At 93, John Woodvine, Mary’s father and an actor known mostly for his stage work, appears as a ghostly preacher haunting the island and The Volunteer. His most consequential scene comes near the end of the film, and it layers even more mystery into what’s happening on the island.
In the standout sequence of the film, The Volunteer awakes one night to a sound of children singing. She slowly makes her way from her bed to the front door of the cottage. When she calls out, “Who’s there?”, the singing stops and she begins to vibrate, her body lifting up off the ground. We see the same sequence repeated later, but – and again, I’ll use the watchword of Enys Men – inexplicably, this second time it takes place in broad daylight.

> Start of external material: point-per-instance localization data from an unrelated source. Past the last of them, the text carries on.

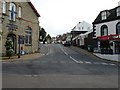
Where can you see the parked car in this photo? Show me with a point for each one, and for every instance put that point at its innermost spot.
(66, 43)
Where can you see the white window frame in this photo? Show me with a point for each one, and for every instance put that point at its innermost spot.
(3, 6)
(14, 14)
(28, 37)
(118, 11)
(104, 15)
(118, 28)
(20, 12)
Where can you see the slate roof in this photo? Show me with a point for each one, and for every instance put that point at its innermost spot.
(112, 15)
(32, 6)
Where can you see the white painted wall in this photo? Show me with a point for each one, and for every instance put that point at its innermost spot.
(111, 27)
(83, 26)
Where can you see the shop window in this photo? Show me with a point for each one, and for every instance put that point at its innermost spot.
(104, 30)
(3, 6)
(118, 28)
(12, 12)
(20, 12)
(118, 11)
(28, 37)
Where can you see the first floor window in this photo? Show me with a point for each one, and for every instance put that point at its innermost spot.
(104, 30)
(118, 28)
(3, 6)
(28, 37)
(104, 15)
(12, 12)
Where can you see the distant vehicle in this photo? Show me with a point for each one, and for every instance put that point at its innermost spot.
(66, 43)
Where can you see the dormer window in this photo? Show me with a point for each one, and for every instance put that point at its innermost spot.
(118, 11)
(104, 15)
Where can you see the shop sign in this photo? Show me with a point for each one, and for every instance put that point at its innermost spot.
(12, 26)
(21, 39)
(114, 37)
(110, 37)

Another version of The Volunteer is watching from a hilltop as her other self then steps out of the cottage, seemingly not able to see the children singing (because that version of the character is experiencing this chain of events at night).

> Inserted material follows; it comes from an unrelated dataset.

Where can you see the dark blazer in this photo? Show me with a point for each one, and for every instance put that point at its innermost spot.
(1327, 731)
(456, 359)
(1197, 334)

I try my best to bring contemplative interpretations of what I see on screen when I craft a review. For this? I’m not the slightest bit embarrassed to say I got nothin’. And maybe that’s exactly what Mark Jenkin wanted. His film, at times, feels like a vivid fever dream, resistant to any cogent analysis. If that was his aim, he succeeded beyond his wildest dreams with this viewer. The impenetrability of the movie makes it something of a curio; it helps to let it wash over you and is something to behold as pure sensory experience. Enys Men’s opacity doesn’t detract from the overall effect. If you’re able to fall into the movie’s hypnotic rhythm, it’s a small wonder to behold.
Why it got 3.5 stars:
- I’m confident that there’s a lot going on under the surface of Enys Men, but I’m not confident that I’m smart enough to put all the pieces together. It’s one hell of a ride, though.
Things I forgot to mention in my review, because, well, I'm the Forgetful Film Critic:
- I will never tire of filmmakers putting the 1970s-era style copyright with the main title at the opening of the film. I’m sure critics and cinephiles hated their inclusion when they were introduced during the New Hollywood period, but I find them charming. I know, I’m a bad anti-capitalist. I hang my head in shame.

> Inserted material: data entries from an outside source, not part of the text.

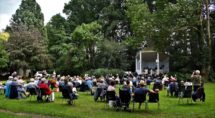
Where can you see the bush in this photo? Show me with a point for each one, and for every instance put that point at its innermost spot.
(104, 71)
(211, 76)
(181, 76)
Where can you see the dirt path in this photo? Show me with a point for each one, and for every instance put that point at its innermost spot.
(29, 115)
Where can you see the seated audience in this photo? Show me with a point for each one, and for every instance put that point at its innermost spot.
(43, 85)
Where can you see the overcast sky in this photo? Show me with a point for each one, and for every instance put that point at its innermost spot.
(49, 8)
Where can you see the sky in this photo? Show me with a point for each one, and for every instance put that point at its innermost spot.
(49, 8)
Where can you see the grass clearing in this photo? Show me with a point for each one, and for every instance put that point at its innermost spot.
(85, 107)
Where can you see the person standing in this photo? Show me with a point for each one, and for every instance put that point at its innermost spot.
(197, 79)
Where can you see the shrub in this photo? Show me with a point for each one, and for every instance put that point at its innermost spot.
(104, 71)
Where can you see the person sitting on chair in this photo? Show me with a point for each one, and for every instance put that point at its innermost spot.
(199, 94)
(142, 89)
(71, 90)
(112, 88)
(44, 86)
(197, 80)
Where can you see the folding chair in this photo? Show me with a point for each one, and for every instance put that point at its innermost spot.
(33, 92)
(139, 98)
(186, 94)
(13, 92)
(110, 96)
(153, 98)
(125, 98)
(42, 94)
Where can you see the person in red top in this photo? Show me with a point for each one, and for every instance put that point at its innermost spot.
(44, 86)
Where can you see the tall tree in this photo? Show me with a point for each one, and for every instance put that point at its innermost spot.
(83, 11)
(29, 14)
(86, 37)
(114, 20)
(3, 54)
(26, 49)
(59, 43)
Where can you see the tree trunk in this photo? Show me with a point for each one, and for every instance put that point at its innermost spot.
(208, 39)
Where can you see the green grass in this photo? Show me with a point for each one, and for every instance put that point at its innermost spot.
(85, 107)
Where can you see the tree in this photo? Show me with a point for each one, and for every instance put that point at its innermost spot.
(115, 23)
(86, 37)
(111, 54)
(59, 43)
(183, 39)
(27, 49)
(3, 54)
(29, 14)
(83, 11)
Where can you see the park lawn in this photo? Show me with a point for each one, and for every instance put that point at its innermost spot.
(85, 107)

- There are a few scenes where The Volunteer is reading by candlelight — I’ll bet you can guess what book she’s reading — and it looks as if Jenkin is using the candlelight as his sole source of illumination for the scenes, Barry Lyndon-style. It’s a bold, and, I’m sure, difficult to pull off, stylistic choice.
- There is a work of art hanging on the cottage wall that is presumably a depiction of the island. Depicted under the island is a collection of skulls, which speaks to the strange goings-on during the movie.
- I have to wonder if the television series Lost inspired Jenkin at all.
- Raise your hand if you think Mary Woodvine resembles the Redgrave sisters so much that she could be one.
Close encounters with people in movie theaters:
- I caught this at The Texas Theatre on it’s way out of town. There were a dozen or so of us in attendance, and one gentleman in the row in front of me (who looked to be a high school- or college-aged kid) definitely seemed chemically enhanced in order to maximize his enjoyment of the trippy aesthetic. Keeping one eye on his reactions throughout the movie was almost as much fun as watching what was on the screen. Enys Men is currently playing in select theaters. It is not available for streaming as of this writing, but hopefully that will change soon.